There are some highly complex aspects to how our senses operate, but for purposes of this topic, only one type of stimulus matters: oscillations.  They come in numerous types, but the two that affect perception are pressure and electromagnetic.  Depending on the sense, the wavelength and the medium of transmission, the senses of sight, touch, and hearing are alerted to a stimulus within range of our sense organs.  Our eyes perceive electromagnetic, our ears pressure, and our skin both (heat is a form of electromagnetic radiation).  To be clear, none of these elements are the same or should be seen as such as the oscillations in a floor do not equate with those from sound.  Both are forms of pressure, but one does not normally hear the gentle sway of a building or feel the pressure of the upper registers of sound (though you might be able to observe an object vibrate in resonance of a sound).  The same can be said of visible light and heat.  Without venturing into territory often reserved for metaphysical studies, the sensations are measured using the same measurement: the number of vibrations per second, known as hertz (Hz).  Something that vibrates twice every second is annotated as 2 Hz, for example.

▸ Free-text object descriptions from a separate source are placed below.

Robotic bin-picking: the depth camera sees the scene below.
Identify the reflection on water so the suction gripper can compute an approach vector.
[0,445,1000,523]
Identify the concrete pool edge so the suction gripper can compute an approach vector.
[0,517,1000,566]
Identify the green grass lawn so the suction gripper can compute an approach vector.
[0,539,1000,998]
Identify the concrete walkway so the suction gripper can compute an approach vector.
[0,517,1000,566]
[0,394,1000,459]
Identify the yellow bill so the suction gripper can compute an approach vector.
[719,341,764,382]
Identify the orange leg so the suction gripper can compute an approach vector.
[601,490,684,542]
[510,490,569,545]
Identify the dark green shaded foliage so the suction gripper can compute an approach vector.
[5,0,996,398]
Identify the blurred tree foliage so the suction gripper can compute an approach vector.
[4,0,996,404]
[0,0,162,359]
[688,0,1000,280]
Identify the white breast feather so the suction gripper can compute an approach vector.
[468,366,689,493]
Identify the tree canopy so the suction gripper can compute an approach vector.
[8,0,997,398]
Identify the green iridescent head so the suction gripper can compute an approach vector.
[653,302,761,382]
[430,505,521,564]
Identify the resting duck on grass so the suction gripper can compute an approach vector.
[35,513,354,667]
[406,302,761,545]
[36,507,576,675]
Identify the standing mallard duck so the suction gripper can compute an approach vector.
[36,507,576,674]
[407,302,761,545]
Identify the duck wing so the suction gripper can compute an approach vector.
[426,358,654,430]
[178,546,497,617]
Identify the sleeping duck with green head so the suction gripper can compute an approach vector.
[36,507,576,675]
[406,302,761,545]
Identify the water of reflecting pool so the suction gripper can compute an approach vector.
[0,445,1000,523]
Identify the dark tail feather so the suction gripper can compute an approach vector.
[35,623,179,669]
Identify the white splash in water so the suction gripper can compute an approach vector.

Here is where I completely collapse unrelated systems into their mathematical equivalents with full knowledge that none of these should be construed as forming the same continuum (sound and light are not part of the same spectrum).  Each octave has double the oscillations as the one below it.  That range denotes all of the sounds (e.g. notes) in the octave.  It also helps to explain why the pitch of a note is recognizable despite being from a higher/lower register.  The sounds have wave peaks that sync up with a 2:1 ratio per octave shift.  From that, we recognize the notes as the same, just different pitch.  You might not be aware on a conscious level that your brain is doing this, but you do recognize the harmony of sounds.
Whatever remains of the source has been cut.